SoundWeavers, our final Salon of the 2015/16 Season was held on Friday June 17th at the Gardiner Museum. The evening featured two exciting new premieres, both of which were composed in collaboration with and performed by Jumblies Theatre‘s mixed-age-and-ability choir Ground Floor, as well as a quartet of guest professional singers (Sarah Albu, Hussein Janmohamed, Alex Samaras, and Maryem Tollar).
Before the program began, Soundstreams Executive Director Ben Dietschi had a chance to chat with Jumblies founder and Artistic Director Ruth Howard about what Jumblies does:
Jumblies makes art in everyday and extraordinary places with, for and about the people and stories found there. Jumblies undertakes multi-year urban residencies; creates new works of participatory art and collaborates with and mentors other artists and organizations to proliferate exciting art-making that engages with and creates inclusive community.

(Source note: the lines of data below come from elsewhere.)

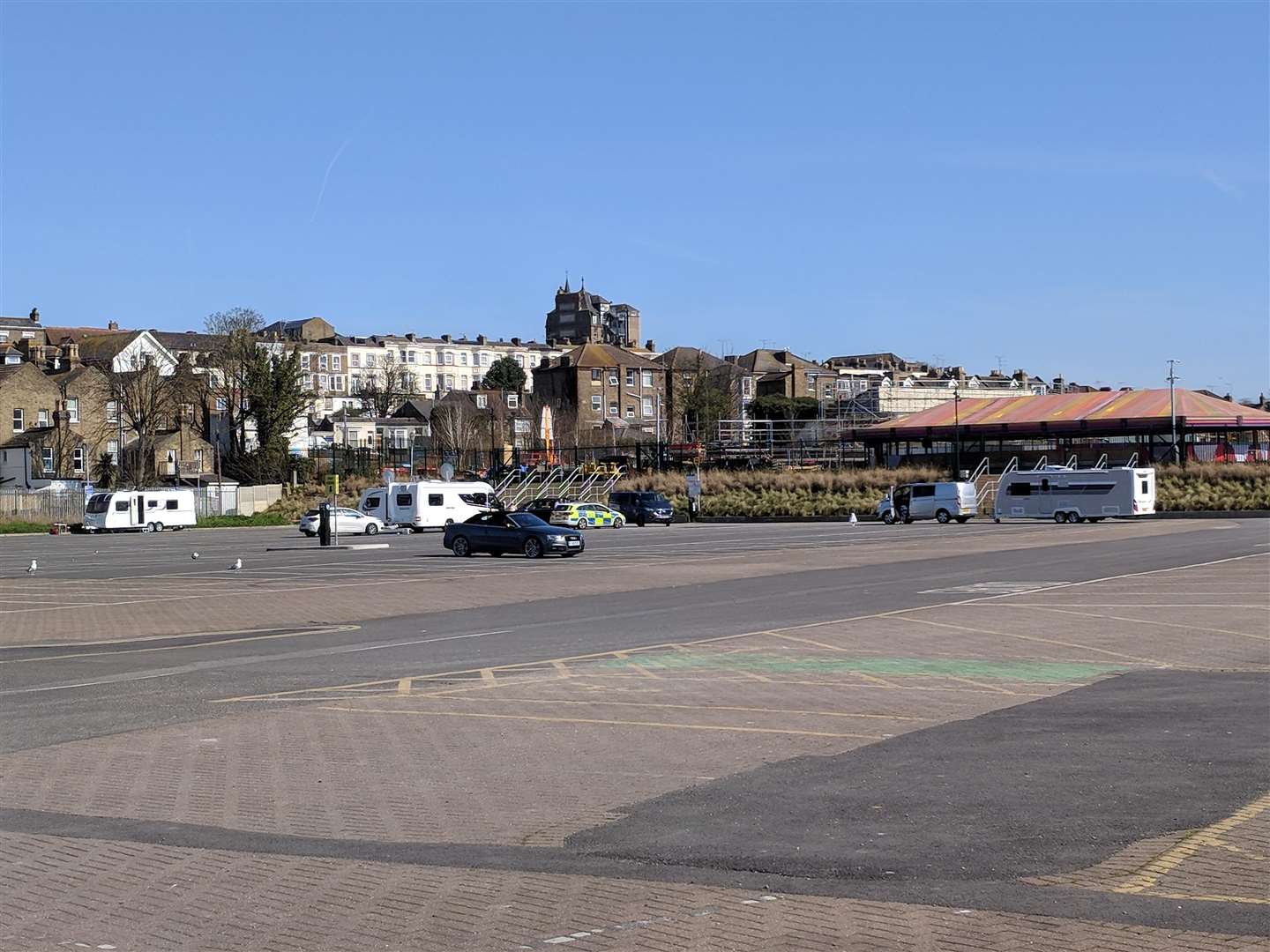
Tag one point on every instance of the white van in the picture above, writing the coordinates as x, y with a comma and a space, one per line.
1076, 495
430, 504
140, 509
943, 502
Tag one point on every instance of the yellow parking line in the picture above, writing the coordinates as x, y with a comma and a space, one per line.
615, 724
1149, 874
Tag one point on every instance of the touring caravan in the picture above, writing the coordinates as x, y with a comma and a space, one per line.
430, 504
140, 510
1076, 495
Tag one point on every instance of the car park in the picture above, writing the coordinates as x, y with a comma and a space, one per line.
643, 508
347, 522
498, 533
583, 516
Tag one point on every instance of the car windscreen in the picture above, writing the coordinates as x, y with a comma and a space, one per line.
527, 521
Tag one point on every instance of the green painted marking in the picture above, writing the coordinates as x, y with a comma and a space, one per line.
796, 664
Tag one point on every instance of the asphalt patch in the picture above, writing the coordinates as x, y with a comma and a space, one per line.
1045, 787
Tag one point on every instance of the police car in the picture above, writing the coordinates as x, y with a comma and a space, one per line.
583, 516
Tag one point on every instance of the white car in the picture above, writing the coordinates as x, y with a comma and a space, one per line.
348, 522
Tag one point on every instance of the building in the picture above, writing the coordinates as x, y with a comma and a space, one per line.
583, 317
594, 386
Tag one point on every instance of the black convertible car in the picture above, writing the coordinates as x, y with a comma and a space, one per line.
501, 532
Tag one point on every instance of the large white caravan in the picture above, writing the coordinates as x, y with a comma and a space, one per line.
140, 510
1064, 494
430, 504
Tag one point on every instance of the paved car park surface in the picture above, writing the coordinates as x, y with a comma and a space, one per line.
698, 736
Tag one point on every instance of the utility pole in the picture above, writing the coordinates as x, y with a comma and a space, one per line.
1172, 409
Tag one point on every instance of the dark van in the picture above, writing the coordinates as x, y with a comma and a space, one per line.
643, 508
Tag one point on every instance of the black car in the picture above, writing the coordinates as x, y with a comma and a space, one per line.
641, 508
501, 532
542, 507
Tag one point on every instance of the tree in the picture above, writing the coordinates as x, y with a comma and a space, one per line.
384, 387
504, 374
228, 365
277, 398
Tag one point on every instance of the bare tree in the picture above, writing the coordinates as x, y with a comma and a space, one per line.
228, 365
386, 385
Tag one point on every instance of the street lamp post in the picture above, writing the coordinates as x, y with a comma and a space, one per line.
1172, 410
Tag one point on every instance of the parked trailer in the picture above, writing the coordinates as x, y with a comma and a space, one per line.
1065, 494
140, 510
427, 504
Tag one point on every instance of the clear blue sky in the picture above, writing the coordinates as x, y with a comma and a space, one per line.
1079, 188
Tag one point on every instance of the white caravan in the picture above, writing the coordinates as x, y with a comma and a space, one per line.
1076, 495
943, 502
140, 509
430, 504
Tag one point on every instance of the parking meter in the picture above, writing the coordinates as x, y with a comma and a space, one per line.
324, 524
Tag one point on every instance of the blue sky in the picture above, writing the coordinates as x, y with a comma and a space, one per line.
1074, 188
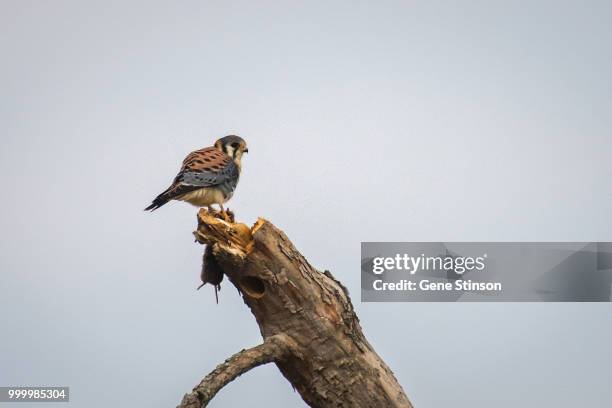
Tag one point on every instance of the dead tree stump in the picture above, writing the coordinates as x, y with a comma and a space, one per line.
305, 317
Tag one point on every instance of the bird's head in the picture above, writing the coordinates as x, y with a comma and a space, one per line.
233, 146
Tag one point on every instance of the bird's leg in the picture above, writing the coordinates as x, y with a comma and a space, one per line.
226, 214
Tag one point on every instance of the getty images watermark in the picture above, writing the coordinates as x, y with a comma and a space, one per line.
501, 271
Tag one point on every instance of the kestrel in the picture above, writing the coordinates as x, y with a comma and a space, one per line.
208, 176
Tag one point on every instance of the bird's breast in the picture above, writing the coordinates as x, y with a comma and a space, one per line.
205, 196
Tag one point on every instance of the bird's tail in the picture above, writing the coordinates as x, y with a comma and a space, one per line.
160, 200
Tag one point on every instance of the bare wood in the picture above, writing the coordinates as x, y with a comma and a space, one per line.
330, 362
272, 349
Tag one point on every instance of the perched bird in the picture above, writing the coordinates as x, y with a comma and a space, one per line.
208, 176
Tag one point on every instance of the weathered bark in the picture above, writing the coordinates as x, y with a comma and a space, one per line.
306, 318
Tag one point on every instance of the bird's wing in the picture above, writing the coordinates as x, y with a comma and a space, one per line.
208, 167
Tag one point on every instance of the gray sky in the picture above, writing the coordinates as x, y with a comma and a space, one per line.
366, 121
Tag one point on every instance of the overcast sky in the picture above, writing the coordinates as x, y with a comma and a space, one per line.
366, 121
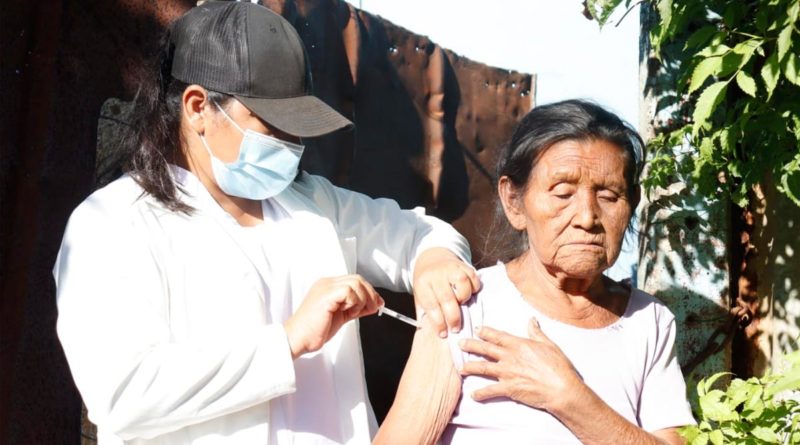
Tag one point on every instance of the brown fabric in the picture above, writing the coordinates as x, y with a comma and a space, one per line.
429, 126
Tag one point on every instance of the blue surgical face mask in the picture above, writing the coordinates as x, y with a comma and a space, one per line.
264, 168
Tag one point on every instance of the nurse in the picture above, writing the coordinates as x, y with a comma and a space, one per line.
211, 294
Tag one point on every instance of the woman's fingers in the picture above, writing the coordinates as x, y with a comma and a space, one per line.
491, 391
483, 368
496, 337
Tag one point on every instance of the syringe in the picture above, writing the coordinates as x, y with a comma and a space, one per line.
383, 310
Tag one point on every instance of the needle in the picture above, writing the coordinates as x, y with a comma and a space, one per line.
383, 310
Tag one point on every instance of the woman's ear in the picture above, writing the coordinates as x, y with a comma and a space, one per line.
511, 199
194, 101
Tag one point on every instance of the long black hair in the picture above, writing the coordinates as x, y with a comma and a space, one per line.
539, 130
155, 140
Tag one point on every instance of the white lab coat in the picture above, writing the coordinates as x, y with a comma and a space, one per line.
164, 322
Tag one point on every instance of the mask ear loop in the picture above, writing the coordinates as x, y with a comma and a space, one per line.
228, 117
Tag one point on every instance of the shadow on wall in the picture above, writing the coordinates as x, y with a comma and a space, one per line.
430, 124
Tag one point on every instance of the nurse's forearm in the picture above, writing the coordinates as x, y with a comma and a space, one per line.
595, 423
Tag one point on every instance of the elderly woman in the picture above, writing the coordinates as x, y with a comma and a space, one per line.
557, 353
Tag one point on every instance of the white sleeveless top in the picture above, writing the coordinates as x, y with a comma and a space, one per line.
630, 364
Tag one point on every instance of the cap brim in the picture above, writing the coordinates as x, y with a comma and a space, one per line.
304, 116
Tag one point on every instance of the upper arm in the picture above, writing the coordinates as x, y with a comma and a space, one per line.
428, 393
669, 436
662, 402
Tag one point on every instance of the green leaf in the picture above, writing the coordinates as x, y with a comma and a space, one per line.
789, 185
766, 435
701, 439
791, 69
707, 103
746, 83
702, 71
714, 50
784, 41
714, 408
700, 37
789, 381
716, 437
601, 10
793, 12
770, 73
689, 432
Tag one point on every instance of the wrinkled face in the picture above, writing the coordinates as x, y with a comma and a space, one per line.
575, 208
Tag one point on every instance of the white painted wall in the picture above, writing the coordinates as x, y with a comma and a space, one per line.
570, 55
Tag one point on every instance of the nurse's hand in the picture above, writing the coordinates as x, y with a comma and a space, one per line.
330, 303
442, 281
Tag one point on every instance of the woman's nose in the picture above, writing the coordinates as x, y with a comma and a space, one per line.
587, 211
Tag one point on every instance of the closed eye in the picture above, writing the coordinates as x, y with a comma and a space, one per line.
608, 196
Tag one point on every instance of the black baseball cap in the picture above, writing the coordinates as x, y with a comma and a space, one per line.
250, 52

Here, Here, Here! Cathy Nosaty
The first work on the program was Cathy Nostay’s Here, Here, Here!, a mini-song cycle inspired by poems written by Sasha Tate-Howarth and community members of the CityPlace neighbourhood. The work incorporated various sound effects to paint the colourful imagery in the texts – including sounds mimicking the rushing of wind and waves in water.
Art featuring the texts of the piece were displayed on a table at the front of the room as well as projected during the performance.
Take This Card Emilie LeBel
Next on the program, was a new work by our TD SoundMakers Composer in Residence Emilie Lebel. Ben had a chance to speak with Emilie about her new work, titled Take This Card, before its premiere. She explained that the piece was inspired by postcards passed between community members in Toronto and herself over the past eight months. These postcards were a way to keep in touch after Emilie moved to Montana.
Some of the postcards were displayed at the front of the room (along with the art created for Here, Here, Here!) as well as on the tables of audience members.
Audience members were also invited to create their own postcards at a table at the side of the stage.
One postcard created by a community member that was sent to Emilie read:
Take this card to the bottom of a lake
Across mountains, through the clouds
Then send it back.
The piece began with this text, sung by four soloists who emerged from different corners of the room. The soloists gradually moved around the space, immersing the audience completely in their sound. The choir joined in the texture with beautiful melodies and radiant hums – taking the audience with them through their journey to “the bottom of a lake, across mountains” and “through the clouds”. Then, just as the piece began, the choir faded and the soloists proceeded offstage to their original positions – almost as if mimicking the journey of the postcard sent back to its author once again.
Afterwards members of the Ground Floor Choir discussed their experience collaborating on these new works and what being part of this group meant to them. One singer summed up the discussion perfectly with the following statement: “Choir is community.”
What a truly moving experience it was to see Jumblies Theatre’s Ground Floor Choir premiere these two works – to truly see and experience the beauty and impact of music in community.